Anatomical or Surgical humerus neck fracture

This type of fracture occurs in different parts of the humerus neck, typically classified into two main types:

  1. Anatomical Neck Fracture: This occurs just below the head of the humerus. It is less common but can be more serious because it may affect the blood supply to the head of the humerus, leading to complications such as avascular necrosis (death of bone tissue due to a lack of blood supply).
  2. Surgical Neck Fracture: This occurs just below the anatomical neck, at a narrower part of the bone. It is more common, especially in elderly patients with osteoporosis, and often results from a fall on an outstretched hand or direct trauma to the shoulder.

Symptoms

  • Pain: Severe pain in the shoulder and upper arm, especially when moving the arm.
  • Swelling and Bruising: Around the shoulder and upper arm.
  • Deformity: The shoulder may appear deformed or out of place.
  • Limited Mobility: Difficulty or inability to move the shoulder and arm.
  • Numbness or Tingling: Possible if nerves are affected.

Diagnosis

  • Physical Examination: To assess pain, swelling, and range of motion.
  • Imaging Studies: X-rays are commonly used to visualize the fracture. In some cases, a CT scan or MRI might be necessary for a detailed view, especially if the fracture is complex or involves joint surfaces.

Treatment

  1. Non-surgical Treatment:
    • Immobilization: Using a sling or shoulder immobilizer to keep the arm still and allow the bone to heal.
    • Pain Management: Medications to control pain.
    • Physical Therapy: Once the bone begins to heal, physical therapy helps restore range of motion, strength, and function.
  2. Surgical Treatment:
    • Open Reduction and Internal Fixation (ORIF): Surgical procedure to realign the bone fragments and secure them with plates, screws, or rods.
    • Hemiarthroplasty or Shoulder Replacement: In severe cases where the bone is shattered or the blood supply is compromised, partial or total shoulder replacement may be necessary.

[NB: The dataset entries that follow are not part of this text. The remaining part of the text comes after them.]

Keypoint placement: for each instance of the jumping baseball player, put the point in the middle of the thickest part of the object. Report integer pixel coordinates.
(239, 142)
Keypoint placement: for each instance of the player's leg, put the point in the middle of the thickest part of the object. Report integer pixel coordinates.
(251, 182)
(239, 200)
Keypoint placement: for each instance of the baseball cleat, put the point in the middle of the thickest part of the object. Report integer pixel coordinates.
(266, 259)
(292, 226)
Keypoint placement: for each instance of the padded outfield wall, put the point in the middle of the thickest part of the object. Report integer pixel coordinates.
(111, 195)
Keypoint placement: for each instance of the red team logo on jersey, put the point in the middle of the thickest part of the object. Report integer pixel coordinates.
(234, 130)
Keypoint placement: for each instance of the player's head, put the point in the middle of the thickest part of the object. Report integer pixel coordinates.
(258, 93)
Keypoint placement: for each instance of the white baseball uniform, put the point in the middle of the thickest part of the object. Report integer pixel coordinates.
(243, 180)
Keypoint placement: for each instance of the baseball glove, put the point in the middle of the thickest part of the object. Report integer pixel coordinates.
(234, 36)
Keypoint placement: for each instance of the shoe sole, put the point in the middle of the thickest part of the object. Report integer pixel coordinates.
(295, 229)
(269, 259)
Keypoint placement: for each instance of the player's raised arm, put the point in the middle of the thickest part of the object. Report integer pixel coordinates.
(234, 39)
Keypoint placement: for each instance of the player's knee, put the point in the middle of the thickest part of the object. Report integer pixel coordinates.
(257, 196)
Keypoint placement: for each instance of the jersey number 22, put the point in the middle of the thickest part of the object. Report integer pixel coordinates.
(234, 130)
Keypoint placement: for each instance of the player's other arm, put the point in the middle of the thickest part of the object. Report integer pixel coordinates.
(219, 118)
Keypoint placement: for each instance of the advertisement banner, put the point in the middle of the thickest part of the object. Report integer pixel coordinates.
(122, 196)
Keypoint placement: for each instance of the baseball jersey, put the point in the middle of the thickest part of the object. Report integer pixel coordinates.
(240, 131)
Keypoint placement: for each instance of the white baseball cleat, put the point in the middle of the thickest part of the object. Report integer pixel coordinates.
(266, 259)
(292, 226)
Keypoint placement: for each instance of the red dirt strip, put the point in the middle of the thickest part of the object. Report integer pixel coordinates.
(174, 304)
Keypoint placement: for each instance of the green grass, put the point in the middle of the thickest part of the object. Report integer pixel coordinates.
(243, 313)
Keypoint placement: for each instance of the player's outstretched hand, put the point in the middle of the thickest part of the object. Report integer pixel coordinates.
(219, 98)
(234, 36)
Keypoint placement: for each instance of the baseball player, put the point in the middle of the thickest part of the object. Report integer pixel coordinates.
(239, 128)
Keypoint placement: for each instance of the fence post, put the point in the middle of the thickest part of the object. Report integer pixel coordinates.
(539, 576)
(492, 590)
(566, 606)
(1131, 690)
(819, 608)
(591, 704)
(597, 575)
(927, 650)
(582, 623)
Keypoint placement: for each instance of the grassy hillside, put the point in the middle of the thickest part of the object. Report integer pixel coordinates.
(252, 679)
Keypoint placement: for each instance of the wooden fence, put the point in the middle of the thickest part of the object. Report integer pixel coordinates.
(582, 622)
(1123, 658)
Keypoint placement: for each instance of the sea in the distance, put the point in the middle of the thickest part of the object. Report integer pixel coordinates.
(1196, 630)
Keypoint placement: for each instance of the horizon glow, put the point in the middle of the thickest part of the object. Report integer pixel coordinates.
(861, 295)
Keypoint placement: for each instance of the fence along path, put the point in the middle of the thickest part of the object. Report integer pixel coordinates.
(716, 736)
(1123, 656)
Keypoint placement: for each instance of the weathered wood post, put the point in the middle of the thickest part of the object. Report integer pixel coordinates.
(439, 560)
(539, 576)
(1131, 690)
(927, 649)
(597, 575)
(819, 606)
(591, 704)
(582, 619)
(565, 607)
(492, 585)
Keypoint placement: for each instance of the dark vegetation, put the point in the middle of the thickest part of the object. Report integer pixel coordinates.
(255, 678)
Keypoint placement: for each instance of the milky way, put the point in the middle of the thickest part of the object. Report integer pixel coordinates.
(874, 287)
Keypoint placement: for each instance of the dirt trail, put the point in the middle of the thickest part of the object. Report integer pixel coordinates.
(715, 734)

Treatment depends on the type and severity of the fracture, as well as the patient’s age, health, and activity level. For the first two weeks, the arm is kept in a sling underneath clothes for additional protection. After two weeks pendular exercises of the shoulder joint may begin. From four weeks a collar and cuff can be worn outside clothes and then gradually removed in stages over the next two weeks as the arm progresses.

Recovery

  • Healing Time: Typically ranges from several weeks to a few months, depending on the severity of the fracture and the patient’s overall health.
  • Rehabilitation: Critical for regaining strength and mobility. May involve exercises to improve flexibility, strength, and coordination.
  • Follow-up: Regular check-ups with the healthcare provider to monitor healing and progress.

Complications

  • Avascular Necrosis: Risk if the blood supply to the humeral head is disrupted.
  • Nerve or Blood Vessel Damage: Possible during the injury or surgical treatment.
  • Stiffness and Reduced Range of Motion: Common but can often be improved with physical therapy.
  • Malunion or Nonunion: Improper healing of the bone, which may require additional treatment or surgery.

Prevention

  • Bone Health: Maintaining good bone density through diet, supplements, and weight-bearing exercises to prevent osteoporosis.
  • Fall Prevention: Especially in the elderly, to reduce the risk of fractures.

For specific medical advice, diagnosis, or treatment, consulting with a healthcare professional is essential.